CNBC reports EW Scripps plans to begin an advocacy campaign this year to explain the value of the antenna, Symson said. While he declined to say if his plan would involve giving away antennas for free or at a discounted price to consumers, Symson said he has “a large group of people” at EW Scripps working on ideas to educate Americans on how an antenna can supplement subscription streaming video.
Americans will need to find other, free ways to supplement streaming services as they max out on monthly subscription charges, Symson said. Broadcast stations, which offer local news, sports, soap operas, game show staples like “Wheel of Fortune” and “Jeopardy,” and prime time content from their national networks, will continue to air must-have content in American homes -- even after streaming services replace linear TV as the dominant form of viewing, he said.
Adam Symson |
The shift to streaming is happening quickly. The average American already pays for four video streaming services, according to a Deloitte survey released this week. Nearly 7 million American households likely dropped their traditional pay-TV service in 2020, a record high.

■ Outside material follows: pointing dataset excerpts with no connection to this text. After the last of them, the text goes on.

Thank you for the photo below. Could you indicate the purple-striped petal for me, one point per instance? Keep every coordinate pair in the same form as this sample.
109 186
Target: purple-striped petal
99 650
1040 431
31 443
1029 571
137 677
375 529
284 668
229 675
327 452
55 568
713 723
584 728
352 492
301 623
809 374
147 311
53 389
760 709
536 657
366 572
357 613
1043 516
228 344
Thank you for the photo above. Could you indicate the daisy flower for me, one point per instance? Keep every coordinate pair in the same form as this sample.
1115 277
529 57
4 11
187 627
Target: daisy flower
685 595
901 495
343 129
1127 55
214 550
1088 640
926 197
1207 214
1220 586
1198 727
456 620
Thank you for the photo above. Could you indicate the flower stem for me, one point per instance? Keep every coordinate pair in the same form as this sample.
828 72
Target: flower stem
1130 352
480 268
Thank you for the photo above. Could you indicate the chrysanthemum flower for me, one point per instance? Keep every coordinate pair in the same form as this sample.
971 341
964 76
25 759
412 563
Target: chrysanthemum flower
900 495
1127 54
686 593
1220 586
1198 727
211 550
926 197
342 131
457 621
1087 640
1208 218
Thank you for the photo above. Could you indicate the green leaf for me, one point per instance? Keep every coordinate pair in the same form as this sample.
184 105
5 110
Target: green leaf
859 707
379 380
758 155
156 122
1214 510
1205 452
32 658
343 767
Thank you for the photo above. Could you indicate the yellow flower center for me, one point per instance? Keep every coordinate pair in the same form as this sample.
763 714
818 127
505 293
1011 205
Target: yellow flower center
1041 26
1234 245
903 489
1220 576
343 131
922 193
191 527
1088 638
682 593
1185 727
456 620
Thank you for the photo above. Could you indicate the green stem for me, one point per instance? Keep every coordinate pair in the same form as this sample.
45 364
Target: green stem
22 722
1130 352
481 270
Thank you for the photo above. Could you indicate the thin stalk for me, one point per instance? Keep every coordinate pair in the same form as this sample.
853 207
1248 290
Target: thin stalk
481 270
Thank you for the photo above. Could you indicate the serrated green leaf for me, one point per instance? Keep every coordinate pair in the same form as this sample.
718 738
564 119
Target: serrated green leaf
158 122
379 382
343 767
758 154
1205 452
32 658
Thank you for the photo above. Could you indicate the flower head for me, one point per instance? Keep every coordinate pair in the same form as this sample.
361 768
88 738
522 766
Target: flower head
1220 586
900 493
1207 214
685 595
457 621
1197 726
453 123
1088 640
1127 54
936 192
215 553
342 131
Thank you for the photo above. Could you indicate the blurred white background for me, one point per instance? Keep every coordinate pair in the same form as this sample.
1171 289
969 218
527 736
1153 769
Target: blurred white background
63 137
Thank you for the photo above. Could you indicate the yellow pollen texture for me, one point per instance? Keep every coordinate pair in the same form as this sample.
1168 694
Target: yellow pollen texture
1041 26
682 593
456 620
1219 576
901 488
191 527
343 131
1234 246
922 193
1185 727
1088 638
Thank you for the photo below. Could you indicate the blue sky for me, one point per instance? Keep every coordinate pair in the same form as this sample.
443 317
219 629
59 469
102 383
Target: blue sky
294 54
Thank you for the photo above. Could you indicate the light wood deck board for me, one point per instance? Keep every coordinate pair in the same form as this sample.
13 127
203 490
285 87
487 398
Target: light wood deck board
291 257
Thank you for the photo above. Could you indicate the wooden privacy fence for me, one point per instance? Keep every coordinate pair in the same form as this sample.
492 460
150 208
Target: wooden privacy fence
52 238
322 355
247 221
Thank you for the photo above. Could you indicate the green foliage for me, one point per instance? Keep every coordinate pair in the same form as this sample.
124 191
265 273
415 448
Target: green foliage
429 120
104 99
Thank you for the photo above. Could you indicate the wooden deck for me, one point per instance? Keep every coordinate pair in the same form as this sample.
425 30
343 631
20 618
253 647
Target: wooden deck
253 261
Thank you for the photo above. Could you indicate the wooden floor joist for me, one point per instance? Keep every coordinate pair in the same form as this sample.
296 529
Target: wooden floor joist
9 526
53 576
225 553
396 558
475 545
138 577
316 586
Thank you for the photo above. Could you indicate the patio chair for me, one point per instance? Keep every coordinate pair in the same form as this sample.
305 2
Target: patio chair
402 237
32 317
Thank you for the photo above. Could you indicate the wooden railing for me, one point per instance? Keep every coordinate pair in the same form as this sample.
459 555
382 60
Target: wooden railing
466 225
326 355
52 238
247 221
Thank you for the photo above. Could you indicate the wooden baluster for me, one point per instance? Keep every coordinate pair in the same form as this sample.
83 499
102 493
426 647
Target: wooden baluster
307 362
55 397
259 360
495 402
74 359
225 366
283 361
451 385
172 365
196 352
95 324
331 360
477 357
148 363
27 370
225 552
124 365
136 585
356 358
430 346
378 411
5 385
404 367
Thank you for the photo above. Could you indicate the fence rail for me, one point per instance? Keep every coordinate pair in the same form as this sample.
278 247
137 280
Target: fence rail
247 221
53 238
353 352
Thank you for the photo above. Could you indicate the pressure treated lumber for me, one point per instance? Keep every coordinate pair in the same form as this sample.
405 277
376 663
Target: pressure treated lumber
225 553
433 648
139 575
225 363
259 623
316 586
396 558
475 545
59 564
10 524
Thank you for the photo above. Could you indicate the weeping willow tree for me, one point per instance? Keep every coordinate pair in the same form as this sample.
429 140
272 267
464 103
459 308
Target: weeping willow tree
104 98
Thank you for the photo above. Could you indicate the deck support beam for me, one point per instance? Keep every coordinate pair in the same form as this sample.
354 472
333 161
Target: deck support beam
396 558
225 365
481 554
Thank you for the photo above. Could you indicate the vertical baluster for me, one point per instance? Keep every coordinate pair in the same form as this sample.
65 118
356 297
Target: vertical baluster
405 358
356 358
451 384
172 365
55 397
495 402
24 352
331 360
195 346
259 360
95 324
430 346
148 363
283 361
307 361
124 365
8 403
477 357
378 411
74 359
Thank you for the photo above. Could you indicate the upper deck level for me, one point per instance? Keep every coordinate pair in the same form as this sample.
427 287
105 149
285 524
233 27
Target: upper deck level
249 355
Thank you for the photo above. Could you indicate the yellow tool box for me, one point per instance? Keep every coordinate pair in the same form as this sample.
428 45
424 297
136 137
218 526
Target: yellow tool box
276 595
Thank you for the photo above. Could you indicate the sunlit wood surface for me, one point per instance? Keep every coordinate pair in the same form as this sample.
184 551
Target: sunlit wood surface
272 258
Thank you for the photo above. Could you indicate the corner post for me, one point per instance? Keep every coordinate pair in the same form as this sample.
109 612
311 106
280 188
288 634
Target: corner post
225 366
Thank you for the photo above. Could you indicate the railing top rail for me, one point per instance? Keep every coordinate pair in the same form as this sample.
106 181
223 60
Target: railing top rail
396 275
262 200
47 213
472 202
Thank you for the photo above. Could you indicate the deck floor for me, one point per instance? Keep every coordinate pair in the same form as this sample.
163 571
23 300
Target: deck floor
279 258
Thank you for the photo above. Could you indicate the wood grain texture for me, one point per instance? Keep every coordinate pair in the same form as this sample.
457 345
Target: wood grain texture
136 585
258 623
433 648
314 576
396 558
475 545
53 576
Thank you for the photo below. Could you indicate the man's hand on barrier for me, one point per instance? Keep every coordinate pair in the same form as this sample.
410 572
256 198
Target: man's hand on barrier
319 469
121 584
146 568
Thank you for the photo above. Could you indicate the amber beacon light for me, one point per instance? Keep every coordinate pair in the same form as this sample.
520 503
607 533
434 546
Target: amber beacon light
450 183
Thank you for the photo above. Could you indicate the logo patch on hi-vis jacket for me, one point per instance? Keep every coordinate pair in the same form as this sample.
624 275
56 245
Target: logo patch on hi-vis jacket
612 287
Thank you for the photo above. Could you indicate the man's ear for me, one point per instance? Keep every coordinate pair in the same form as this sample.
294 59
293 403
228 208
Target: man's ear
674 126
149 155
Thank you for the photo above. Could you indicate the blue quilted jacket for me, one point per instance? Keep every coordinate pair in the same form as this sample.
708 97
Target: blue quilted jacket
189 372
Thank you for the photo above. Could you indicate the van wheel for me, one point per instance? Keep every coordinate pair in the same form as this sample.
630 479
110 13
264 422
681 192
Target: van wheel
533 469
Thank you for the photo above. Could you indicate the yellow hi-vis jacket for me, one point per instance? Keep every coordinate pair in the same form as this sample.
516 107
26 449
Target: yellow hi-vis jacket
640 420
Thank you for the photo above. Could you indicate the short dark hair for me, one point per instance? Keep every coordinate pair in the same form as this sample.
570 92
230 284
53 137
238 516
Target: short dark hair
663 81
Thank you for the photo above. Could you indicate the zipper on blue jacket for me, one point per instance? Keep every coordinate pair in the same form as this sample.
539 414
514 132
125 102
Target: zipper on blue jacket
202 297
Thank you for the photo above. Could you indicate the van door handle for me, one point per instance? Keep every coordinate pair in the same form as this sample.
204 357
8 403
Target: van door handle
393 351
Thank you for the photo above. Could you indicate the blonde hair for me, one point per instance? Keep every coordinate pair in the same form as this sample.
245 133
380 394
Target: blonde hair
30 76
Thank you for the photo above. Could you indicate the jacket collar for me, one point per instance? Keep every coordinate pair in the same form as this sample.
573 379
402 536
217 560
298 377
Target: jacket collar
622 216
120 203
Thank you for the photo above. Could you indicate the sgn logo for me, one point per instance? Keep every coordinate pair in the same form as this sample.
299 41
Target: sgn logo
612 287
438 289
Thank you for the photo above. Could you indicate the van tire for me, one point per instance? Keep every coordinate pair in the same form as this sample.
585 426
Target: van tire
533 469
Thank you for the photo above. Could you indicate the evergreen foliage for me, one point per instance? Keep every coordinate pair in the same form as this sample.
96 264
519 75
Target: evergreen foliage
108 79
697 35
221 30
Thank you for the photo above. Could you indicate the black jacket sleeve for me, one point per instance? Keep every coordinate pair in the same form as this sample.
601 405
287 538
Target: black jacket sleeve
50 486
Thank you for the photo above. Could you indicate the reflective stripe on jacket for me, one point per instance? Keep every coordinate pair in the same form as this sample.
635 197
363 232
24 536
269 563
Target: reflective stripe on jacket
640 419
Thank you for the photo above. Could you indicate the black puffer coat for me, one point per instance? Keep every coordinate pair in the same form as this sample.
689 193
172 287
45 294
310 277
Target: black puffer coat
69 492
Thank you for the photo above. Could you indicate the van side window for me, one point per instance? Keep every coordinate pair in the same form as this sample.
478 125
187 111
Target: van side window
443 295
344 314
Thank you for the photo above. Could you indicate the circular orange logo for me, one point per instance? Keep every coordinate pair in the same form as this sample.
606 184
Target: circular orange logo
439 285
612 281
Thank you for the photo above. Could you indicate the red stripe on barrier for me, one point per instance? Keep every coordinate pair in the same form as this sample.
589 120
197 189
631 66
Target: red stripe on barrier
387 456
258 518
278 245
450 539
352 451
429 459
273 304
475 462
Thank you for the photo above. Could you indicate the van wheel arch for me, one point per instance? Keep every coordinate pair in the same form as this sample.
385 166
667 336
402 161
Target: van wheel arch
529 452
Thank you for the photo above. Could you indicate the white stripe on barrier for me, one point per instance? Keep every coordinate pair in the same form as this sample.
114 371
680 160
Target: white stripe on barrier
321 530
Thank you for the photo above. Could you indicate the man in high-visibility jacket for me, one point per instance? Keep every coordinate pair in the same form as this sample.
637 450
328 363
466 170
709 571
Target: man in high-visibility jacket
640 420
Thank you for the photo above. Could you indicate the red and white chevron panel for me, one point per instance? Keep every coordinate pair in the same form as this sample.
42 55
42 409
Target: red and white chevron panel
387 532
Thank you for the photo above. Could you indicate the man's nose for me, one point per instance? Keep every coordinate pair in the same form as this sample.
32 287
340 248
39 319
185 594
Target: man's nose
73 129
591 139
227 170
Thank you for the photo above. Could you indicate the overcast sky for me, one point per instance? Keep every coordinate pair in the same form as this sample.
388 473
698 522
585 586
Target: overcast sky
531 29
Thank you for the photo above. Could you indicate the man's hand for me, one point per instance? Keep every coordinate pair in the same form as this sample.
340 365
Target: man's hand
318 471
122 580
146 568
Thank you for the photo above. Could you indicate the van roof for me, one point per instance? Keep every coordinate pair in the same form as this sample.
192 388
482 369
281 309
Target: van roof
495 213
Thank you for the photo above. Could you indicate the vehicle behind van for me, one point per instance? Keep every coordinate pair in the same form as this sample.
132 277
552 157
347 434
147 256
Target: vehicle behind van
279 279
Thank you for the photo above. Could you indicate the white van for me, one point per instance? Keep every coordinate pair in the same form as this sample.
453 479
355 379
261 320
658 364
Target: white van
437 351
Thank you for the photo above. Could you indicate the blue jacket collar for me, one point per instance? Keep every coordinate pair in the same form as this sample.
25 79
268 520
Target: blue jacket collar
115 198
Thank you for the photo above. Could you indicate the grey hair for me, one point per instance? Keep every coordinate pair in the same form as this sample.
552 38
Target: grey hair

But there’s significant risk to broadcast station groups -- companies including Sinclair Broadcast Group, Nexstar Media Group, TEGNA, EW Scripps and Gray Television -- as Americans ditch live linear TV for a mishmash of Disney+, Netflix, NBCUniversal’s Peacock, AT&T’s HBO Max, ViacomCBS’s Paramount+, and others.
The biggest existential concern for network affiliates is the hypothetical loss of billions of dollars in retransmission fees as Americans cut the cord and ditch pay TV.
For the past decade, broadcast station groups have collected fees from pay-TV operators -- Comcast, DirecTV, Dish, Charter, etc. -- for the right to carry their stations. The trend began around 2006 when station groups realized consumers wanted access to their local TV channels just as much as -- if not more than -- they wanted the most popular cable networks (such as ESPN or CNN) which had long charged carriage fees.